A better market made the difference. Jinhui’s fleet, currently at 18 units, recorded average time charter equivalent (TCE) rates of $11,419 per day versus $9,815 in the same period of 2018. That drove revenue to $19.8m, an annual increase of 12%.

Jinhui nonetheless called the fourth-quarter environment “challenging,” noting that the Baltic Dry Index (BDI) swung from 1,823 at the beginning of October to a peak of 1,929 and then closed at 1,090.

Expenses for the quarter saw a slight drop to $9.4m from $9.6m, with daily running costs down to $4,467 from $4,537.

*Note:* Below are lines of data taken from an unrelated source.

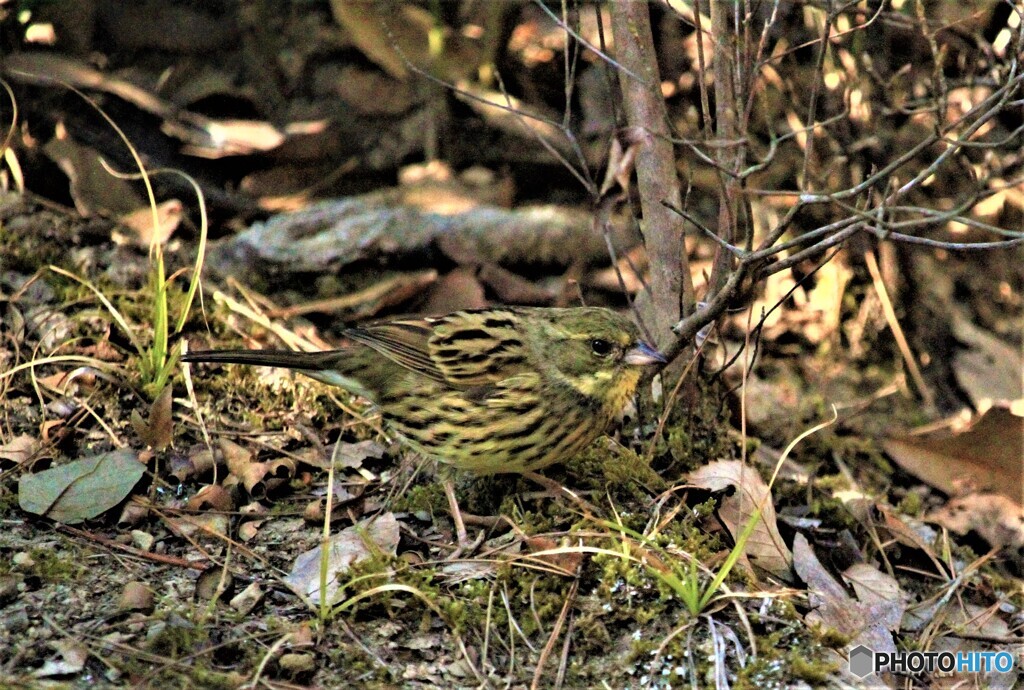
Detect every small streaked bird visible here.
[182,307,666,536]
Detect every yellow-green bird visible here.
[182,307,666,474]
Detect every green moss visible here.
[28,547,85,584]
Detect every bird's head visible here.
[526,307,666,403]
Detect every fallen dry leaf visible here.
[688,460,793,581]
[882,404,1024,506]
[952,309,1024,408]
[927,493,1024,549]
[17,449,145,524]
[285,513,399,604]
[793,533,906,652]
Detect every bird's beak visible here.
[624,342,669,366]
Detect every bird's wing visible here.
[346,309,527,388]
[345,318,446,383]
[428,309,528,387]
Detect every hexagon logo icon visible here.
[850,645,874,678]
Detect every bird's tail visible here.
[181,350,376,400]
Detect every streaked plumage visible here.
[183,307,665,474]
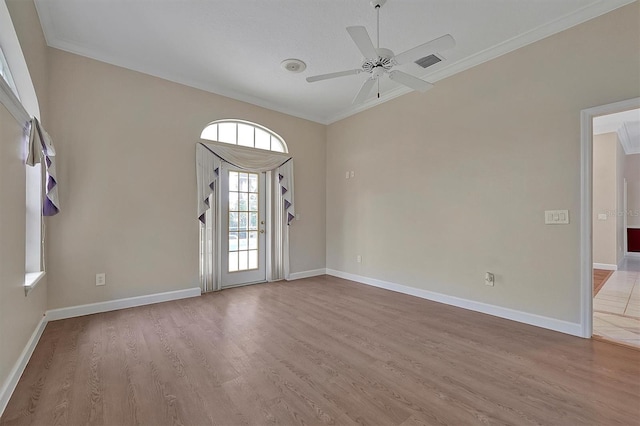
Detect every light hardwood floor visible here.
[0,276,640,426]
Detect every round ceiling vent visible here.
[280,59,307,73]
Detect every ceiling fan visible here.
[307,0,456,105]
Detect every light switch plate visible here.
[544,210,569,225]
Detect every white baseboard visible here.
[327,268,583,337]
[593,263,618,271]
[0,316,47,416]
[46,287,201,321]
[289,268,327,281]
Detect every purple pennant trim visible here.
[47,176,58,192]
[42,198,60,216]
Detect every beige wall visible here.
[593,133,624,265]
[327,3,640,322]
[615,134,627,265]
[624,154,640,228]
[48,49,326,308]
[0,104,47,396]
[6,0,49,126]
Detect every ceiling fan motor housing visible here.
[362,48,395,75]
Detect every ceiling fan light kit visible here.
[307,0,456,105]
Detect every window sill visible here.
[24,271,44,297]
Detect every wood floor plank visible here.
[0,276,640,426]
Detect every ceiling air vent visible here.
[415,55,442,68]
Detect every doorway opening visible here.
[196,120,295,293]
[581,99,640,347]
[220,166,266,288]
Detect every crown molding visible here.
[35,0,636,125]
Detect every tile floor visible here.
[593,258,640,347]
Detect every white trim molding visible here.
[0,316,47,416]
[287,268,327,281]
[46,287,202,321]
[327,269,582,337]
[579,98,640,338]
[593,263,618,271]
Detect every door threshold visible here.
[591,334,640,351]
[220,280,268,290]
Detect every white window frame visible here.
[0,47,45,296]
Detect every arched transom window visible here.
[200,120,288,152]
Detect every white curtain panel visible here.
[196,142,295,291]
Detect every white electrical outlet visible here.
[484,272,496,287]
[544,210,569,225]
[96,273,107,285]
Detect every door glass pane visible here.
[229,172,238,191]
[256,128,271,150]
[249,212,258,231]
[249,194,258,212]
[249,175,258,191]
[229,192,238,212]
[227,171,260,272]
[249,250,258,269]
[238,123,254,148]
[249,231,258,250]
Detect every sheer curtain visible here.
[196,142,295,292]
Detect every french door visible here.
[220,165,267,288]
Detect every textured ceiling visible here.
[36,0,633,124]
[593,109,640,155]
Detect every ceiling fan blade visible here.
[353,78,376,105]
[395,34,456,65]
[347,26,378,59]
[307,68,363,83]
[389,71,433,92]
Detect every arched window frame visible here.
[200,119,289,153]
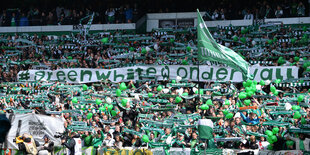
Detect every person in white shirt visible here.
[275,6,283,18]
[286,133,310,151]
[244,10,254,20]
[103,133,115,147]
[257,137,269,150]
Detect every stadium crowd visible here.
[0,18,310,151]
[0,0,309,26]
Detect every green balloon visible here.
[225,100,230,105]
[147,93,153,97]
[286,140,294,146]
[71,97,78,103]
[302,26,307,31]
[96,99,102,105]
[272,127,280,135]
[222,109,228,115]
[292,105,300,110]
[142,135,150,143]
[122,99,127,107]
[239,92,247,99]
[274,79,281,84]
[294,56,300,62]
[293,111,301,119]
[297,95,304,102]
[104,103,109,110]
[175,96,182,103]
[265,130,273,137]
[83,84,88,91]
[182,59,188,65]
[141,48,147,54]
[233,36,239,42]
[225,113,234,119]
[244,99,251,106]
[157,85,163,91]
[116,89,122,97]
[240,37,246,44]
[242,81,246,87]
[186,46,192,52]
[100,38,109,43]
[200,104,209,110]
[241,29,246,34]
[111,110,116,117]
[108,104,113,111]
[300,117,307,124]
[182,93,188,96]
[246,91,254,97]
[206,99,213,105]
[86,113,93,119]
[259,80,265,86]
[271,135,278,142]
[119,82,127,91]
[99,107,105,111]
[246,80,253,87]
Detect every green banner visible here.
[197,10,250,77]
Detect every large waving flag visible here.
[197,9,250,77]
[198,119,213,139]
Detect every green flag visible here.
[198,119,213,139]
[197,10,250,77]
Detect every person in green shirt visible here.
[91,130,104,149]
[82,131,93,147]
[172,133,187,148]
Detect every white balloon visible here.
[154,43,158,50]
[256,85,262,90]
[163,88,169,94]
[175,76,182,82]
[285,103,292,110]
[145,46,151,52]
[135,94,140,101]
[105,97,112,104]
[178,88,184,95]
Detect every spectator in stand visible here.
[274,5,283,18]
[11,12,17,26]
[40,12,47,25]
[47,12,55,25]
[297,2,306,17]
[115,6,125,23]
[125,4,133,23]
[1,10,10,26]
[220,8,225,20]
[212,9,220,20]
[244,10,254,20]
[264,4,272,18]
[290,0,298,17]
[19,13,29,26]
[105,8,115,24]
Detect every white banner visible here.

For the full year, Jinhui did not fare as well as in 2018. Its net profit of $4.5m, or $0.04 per share, trailed the $8.7m, or $0.08 per share, recorded a year earlier. The latter was bloated by a $5.4m gain from sale of vessels.

Revenue declined by 17% to $63.2m from $76.1m as daily TCE fell 4% to $9,533 from $9,922.

Looking into 2020, Jinhui management noted the dramatic effects the coronavirus outbreak have had on the freight market.

“Events as such that cause global public health concern is keeping all market participants of all industries worldwide on their toes. This negative backdrop translated to much reduced activity in the dry bulk freight market given the sudden erosion in business confidence,” Jinhui reported.

“We will continue to monitor the development of the Covid-19 outbreak very closely to assess its impact to our business, and will keep all shareholders informed timely and accordingly.”

Jinhui operates 16 supramax bulkers and two post-panamax vessels.